Additional examples of this exist here in my home state of Indiana. Right now, for instance, I am temporarily staying in the Middle of Nowhere, Indiana which is a mere half hour from Milan, Indiana. That’s pronounced “My-land,” for those of you who, when you first read the word, foolishly thought to yourselves, “Me-lawn”. I feel confident in saying that most of the people who live in Milan, Indiana cannot even conceive of Milan, Italy, of what it has produced and the place it holds in history. I’m equally confident that these humans have no idea why the Travel Channel or the Discovery channel is included in their cable package. If you can’t watch the Bengals on it and scream “Who dey” at the television, what’s the point?  I’m also just a hop, skip and a jump (times a million), or about a half hour, from Versailles, Indiana. Of course, that would be “Ver-sales.” Stop laughing. I’m not making this stuff up. They look at you like you are an idiot if you say it any other way.

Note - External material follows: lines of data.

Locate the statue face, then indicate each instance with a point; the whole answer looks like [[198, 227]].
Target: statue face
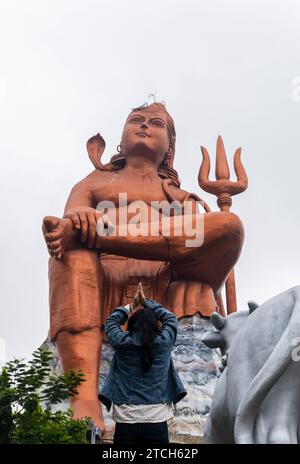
[[145, 132]]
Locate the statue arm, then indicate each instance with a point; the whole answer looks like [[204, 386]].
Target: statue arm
[[80, 209]]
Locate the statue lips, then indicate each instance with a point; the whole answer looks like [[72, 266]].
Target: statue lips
[[143, 134]]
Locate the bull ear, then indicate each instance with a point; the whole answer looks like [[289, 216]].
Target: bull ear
[[252, 305], [217, 321], [213, 339]]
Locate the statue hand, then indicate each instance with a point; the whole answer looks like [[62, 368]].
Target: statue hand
[[84, 219], [141, 294], [136, 302]]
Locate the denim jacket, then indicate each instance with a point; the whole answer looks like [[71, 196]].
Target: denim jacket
[[126, 383]]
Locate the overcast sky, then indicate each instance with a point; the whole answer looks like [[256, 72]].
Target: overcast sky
[[70, 68]]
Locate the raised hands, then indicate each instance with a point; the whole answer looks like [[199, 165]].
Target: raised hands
[[139, 298]]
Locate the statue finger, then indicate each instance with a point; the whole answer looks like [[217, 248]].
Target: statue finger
[[51, 236], [91, 230], [74, 218], [84, 226]]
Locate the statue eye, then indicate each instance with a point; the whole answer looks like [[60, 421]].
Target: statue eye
[[158, 122]]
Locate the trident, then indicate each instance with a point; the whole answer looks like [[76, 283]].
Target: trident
[[224, 189]]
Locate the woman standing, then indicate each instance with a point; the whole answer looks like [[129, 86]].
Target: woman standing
[[142, 384]]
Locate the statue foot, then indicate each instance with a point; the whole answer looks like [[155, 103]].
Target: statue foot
[[89, 408], [58, 234]]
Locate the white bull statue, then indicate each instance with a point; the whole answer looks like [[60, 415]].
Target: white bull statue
[[257, 397]]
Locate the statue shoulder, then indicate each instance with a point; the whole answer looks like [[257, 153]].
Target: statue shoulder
[[178, 193], [93, 177]]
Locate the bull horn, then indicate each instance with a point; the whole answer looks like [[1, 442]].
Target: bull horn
[[252, 305], [213, 339], [217, 320]]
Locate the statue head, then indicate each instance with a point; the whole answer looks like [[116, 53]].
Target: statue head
[[153, 120], [149, 130]]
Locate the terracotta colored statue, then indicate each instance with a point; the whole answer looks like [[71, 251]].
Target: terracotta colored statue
[[91, 274]]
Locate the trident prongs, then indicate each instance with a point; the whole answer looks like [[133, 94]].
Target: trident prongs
[[223, 184]]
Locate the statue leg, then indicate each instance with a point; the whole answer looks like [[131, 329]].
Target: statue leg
[[210, 261], [75, 324]]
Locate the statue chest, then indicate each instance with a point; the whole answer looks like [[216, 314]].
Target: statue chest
[[124, 191]]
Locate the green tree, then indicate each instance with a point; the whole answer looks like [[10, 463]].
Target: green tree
[[27, 392]]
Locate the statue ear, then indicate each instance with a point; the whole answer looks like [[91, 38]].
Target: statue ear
[[213, 339], [252, 305], [217, 320], [95, 147]]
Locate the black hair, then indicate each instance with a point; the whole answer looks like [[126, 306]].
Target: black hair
[[145, 321]]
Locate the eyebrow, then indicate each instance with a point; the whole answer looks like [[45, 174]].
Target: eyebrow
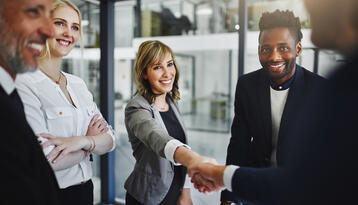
[[66, 21]]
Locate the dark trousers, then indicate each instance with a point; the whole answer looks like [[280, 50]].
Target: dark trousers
[[130, 200], [81, 194]]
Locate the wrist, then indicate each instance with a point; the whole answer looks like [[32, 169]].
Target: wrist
[[88, 143]]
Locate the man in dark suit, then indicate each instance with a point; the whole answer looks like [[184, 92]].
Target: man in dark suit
[[320, 167], [27, 178], [265, 99]]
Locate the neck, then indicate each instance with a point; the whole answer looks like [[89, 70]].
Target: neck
[[161, 102], [7, 69], [51, 66]]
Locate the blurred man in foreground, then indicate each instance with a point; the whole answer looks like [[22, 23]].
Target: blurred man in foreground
[[321, 165]]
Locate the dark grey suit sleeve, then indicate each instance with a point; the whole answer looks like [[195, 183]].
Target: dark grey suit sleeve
[[140, 124]]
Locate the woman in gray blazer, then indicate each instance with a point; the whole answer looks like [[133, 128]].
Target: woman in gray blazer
[[156, 131]]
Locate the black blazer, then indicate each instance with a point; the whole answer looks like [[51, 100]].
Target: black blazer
[[251, 132], [27, 178], [321, 165]]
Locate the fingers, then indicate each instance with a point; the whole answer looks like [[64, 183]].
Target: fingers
[[54, 152], [62, 154], [94, 119], [46, 135], [204, 184]]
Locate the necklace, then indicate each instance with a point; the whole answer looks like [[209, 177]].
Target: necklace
[[56, 81]]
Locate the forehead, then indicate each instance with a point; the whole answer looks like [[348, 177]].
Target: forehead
[[275, 36], [162, 58], [67, 13], [20, 4]]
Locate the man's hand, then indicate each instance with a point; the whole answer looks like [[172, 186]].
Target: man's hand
[[185, 197], [207, 177]]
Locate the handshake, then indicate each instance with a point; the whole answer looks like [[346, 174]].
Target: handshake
[[206, 175]]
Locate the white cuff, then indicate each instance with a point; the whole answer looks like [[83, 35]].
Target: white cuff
[[187, 183], [228, 174], [115, 137], [170, 149]]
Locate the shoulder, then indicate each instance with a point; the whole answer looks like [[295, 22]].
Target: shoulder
[[310, 76], [29, 78], [251, 77], [74, 79], [138, 101]]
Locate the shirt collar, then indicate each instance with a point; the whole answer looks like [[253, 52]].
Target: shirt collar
[[285, 85], [6, 81]]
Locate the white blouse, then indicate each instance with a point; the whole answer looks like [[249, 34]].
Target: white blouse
[[48, 111]]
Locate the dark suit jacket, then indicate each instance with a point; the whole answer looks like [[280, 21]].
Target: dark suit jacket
[[26, 176], [321, 165], [251, 132]]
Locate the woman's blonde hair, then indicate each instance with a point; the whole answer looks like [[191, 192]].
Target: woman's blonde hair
[[56, 5], [150, 53]]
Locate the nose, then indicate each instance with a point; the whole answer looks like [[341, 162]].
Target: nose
[[275, 55], [67, 32], [47, 29]]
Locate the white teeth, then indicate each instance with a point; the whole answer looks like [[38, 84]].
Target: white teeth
[[64, 43], [36, 46], [276, 66]]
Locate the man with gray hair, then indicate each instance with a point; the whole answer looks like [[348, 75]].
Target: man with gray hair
[[27, 177]]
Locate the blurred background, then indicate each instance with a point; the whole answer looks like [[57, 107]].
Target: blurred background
[[204, 35]]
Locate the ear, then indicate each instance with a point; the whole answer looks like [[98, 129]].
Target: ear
[[298, 48]]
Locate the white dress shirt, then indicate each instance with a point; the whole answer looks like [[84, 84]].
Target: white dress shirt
[[6, 82], [48, 111]]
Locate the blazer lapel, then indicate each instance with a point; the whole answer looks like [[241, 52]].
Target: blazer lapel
[[294, 99], [177, 114], [263, 92]]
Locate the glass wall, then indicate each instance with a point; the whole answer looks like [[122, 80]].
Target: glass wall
[[203, 35], [85, 64], [203, 38]]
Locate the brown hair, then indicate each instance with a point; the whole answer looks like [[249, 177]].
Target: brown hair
[[149, 53]]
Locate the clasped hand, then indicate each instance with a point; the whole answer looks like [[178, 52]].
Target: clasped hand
[[207, 176]]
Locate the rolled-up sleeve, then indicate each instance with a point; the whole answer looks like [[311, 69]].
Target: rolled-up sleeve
[[111, 132]]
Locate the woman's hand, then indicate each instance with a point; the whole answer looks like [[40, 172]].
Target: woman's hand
[[64, 145], [97, 126], [185, 197]]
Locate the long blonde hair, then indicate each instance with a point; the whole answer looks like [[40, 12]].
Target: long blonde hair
[[149, 53], [56, 5]]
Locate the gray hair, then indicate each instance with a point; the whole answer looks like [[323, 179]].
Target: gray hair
[[12, 58]]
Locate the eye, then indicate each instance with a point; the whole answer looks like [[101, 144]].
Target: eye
[[76, 28], [59, 23], [284, 48], [33, 12], [265, 50], [157, 67]]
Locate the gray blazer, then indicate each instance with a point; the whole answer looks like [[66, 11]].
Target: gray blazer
[[153, 174]]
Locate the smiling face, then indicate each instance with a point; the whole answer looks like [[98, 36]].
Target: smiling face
[[25, 26], [161, 75], [67, 31], [277, 52]]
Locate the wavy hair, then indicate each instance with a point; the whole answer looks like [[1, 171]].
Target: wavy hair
[[149, 53]]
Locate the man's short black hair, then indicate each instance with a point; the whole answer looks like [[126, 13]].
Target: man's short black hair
[[281, 19]]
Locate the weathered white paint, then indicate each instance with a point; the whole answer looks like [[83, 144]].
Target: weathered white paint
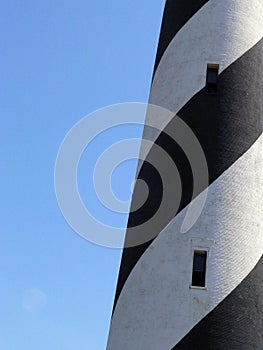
[[220, 32], [156, 308]]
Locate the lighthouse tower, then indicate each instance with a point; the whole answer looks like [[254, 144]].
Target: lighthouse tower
[[201, 287]]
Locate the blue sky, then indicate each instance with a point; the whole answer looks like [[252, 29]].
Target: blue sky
[[61, 60]]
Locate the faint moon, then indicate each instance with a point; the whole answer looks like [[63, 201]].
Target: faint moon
[[34, 300]]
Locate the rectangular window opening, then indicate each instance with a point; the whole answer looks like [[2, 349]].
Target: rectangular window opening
[[212, 78], [199, 268]]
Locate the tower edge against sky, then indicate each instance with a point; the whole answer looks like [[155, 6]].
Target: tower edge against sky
[[157, 306]]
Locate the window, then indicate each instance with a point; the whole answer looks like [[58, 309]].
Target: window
[[199, 268], [212, 78]]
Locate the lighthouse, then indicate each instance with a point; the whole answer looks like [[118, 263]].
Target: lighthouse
[[201, 286]]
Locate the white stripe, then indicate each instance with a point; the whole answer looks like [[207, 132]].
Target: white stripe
[[156, 308], [221, 31]]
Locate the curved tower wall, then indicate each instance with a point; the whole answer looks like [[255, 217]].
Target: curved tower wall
[[156, 306]]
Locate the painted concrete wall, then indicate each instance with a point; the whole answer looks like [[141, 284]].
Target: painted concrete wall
[[154, 307]]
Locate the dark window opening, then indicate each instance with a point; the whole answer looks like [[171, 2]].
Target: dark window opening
[[199, 269], [212, 78]]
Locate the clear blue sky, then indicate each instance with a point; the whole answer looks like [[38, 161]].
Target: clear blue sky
[[61, 60]]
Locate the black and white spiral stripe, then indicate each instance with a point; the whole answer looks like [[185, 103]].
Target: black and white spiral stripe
[[154, 308]]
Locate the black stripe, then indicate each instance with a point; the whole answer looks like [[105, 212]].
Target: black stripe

So, apparently, in keeping with the parlance of the day, I’m a Muslim. This is obvious because I AM a terrorist. Just ask anyone. I box ankles without reservation, take it upon myself to destroy anything in my purview with which I disagree and generally rain fear down all around me. At least, that’s my goal. It was easier when I still had my front teeth. (Damn those abscesses.) I also fully support the terrorist actions of others. Earlier this week Samwise Bunny chewed a huge hole into the side of a Samsonite carry-on and ate right through the handle. I was impressed. Just like al Jazera, I’m posting this photo on my site.

Sam's Suitcase

Domestic Terrorism (Sam is from Kentucky)

Now, I know many of you are saying, “This can’t be! Arliss isn’t a Muslim. She is a known follower of the Great Pumpkin. We made a HUGE, overblown, mountain-out-of-nothing about this just two years ago when we decided she was following a Great Pumpkin preacher that we didn’t like. We published a bizillion photos of her with her Great Pumpkin preacher. We spent millions of dollars of valuable network time talking about it. We had a special chyron!”

I say, “chyron shmyron!” because in addition to being a Muslim, I am not qualified to be the President of the United States. You see, I don’t wear my birth certificate on my forehead and my mother was an ENGLISH lop so, clearly, despite the wealth of evidence associated with my domestic birth, including the testimony of several humans who were present, my thrice verified birth certificate and local newspapers of the day which noted my birth, I am still considered foreign-born by a full 30% of the population.

Beer Good, Education Bad

Chart 1: Beer Good, Education Bad

I am even further unqualified to be President because you don’t think you would want to have a beer with me. You think I’m too smart, too educated and not at all like you and we all know how qualified YOU are to be President. OBVIOUSLY, when you compare the essential requirement of beer-buddy to the frivolous extravagance of intelligence and education, there is no question what-so-ever that I am not Presidential material. Since I don’t have a chalkboard, here’s a handy chart.

But let’s be clear here, I AM a terrorist. “No!” you say?

You don’t know me. I’m THAT disapproving*.